Continuous evaluation and adaptability are vital for sustaining AI benefits
AI is not a product you deploy and forget. Its effectiveness depends on how frequently it’s monitored, updated, and aligned with current business needs. Without regular evaluation, even the best AI will stagnate, drift from its intended function, or introduce errors at scale.
Matt Sanchez of IBM puts it clearly, AI is an ongoing process. If you treat it like a fixed asset, you will miss its evolving potential and unknown limits. You need to plan for recalibration. That means watching how performance shifts over time, measuring new patterns, and adjusting the systems to respond to changes in workforce behavior, market dynamics, or customer inputs.
Continuous evaluation isn’t just a maintenance task. For senior leadership, it’s a strategic necessity. Adaptability will determine long-term value. Companies often see an initial spike in productivity after deploying AI, but few sustain it because they stop treating the system like a learning platform.
Regular review cycles, updated KPIs, and clear feedback loops transform AI from a static tool into a dynamic asset. That’s when it starts amplifying innovation, freeing teams for higher-impact work, and maintaining relevance across departments.
If you’re serious about AI, treat performance reviews as part of the system design, not as post-launch troubleshooting.
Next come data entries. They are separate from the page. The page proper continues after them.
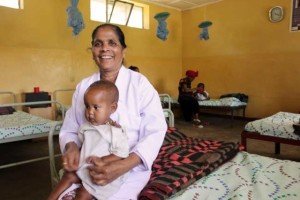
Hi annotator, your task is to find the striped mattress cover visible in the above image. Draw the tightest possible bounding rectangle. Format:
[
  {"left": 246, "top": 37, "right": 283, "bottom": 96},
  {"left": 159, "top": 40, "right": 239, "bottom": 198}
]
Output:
[
  {"left": 245, "top": 112, "right": 300, "bottom": 140},
  {"left": 198, "top": 97, "right": 247, "bottom": 107},
  {"left": 169, "top": 151, "right": 300, "bottom": 200},
  {"left": 0, "top": 111, "right": 60, "bottom": 140}
]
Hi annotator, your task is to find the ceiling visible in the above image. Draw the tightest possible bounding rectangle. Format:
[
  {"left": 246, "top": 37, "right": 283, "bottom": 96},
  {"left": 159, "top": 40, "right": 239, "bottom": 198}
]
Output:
[{"left": 144, "top": 0, "right": 222, "bottom": 11}]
The highest value comes not from the system’s first success, but from how well it’s supported, adapted, and improved after day one.
Final thoughts
AI only works at scale when it’s tied to measurable outcomes and built around real business needs. It’s not about the hype. It’s about execution. If you’re not setting the right KPIs, aligning leadership, or evaluating continuously, then your AI strategy is running off assumptions, not evidence.
Strong data, clear ownership, and the ability to adapt in real time are what separate truly impactful AI from just another tech experiment. Don’t wait to course-correct after rollout. Build measurement, alignment, and feedback loops into the foundation. That’s how you move fast without losing focus.
The opportunity is there. The edge goes to companies that treat AI not as a gadget, but as infrastructure. Make sure yours is built to last, and built to perform.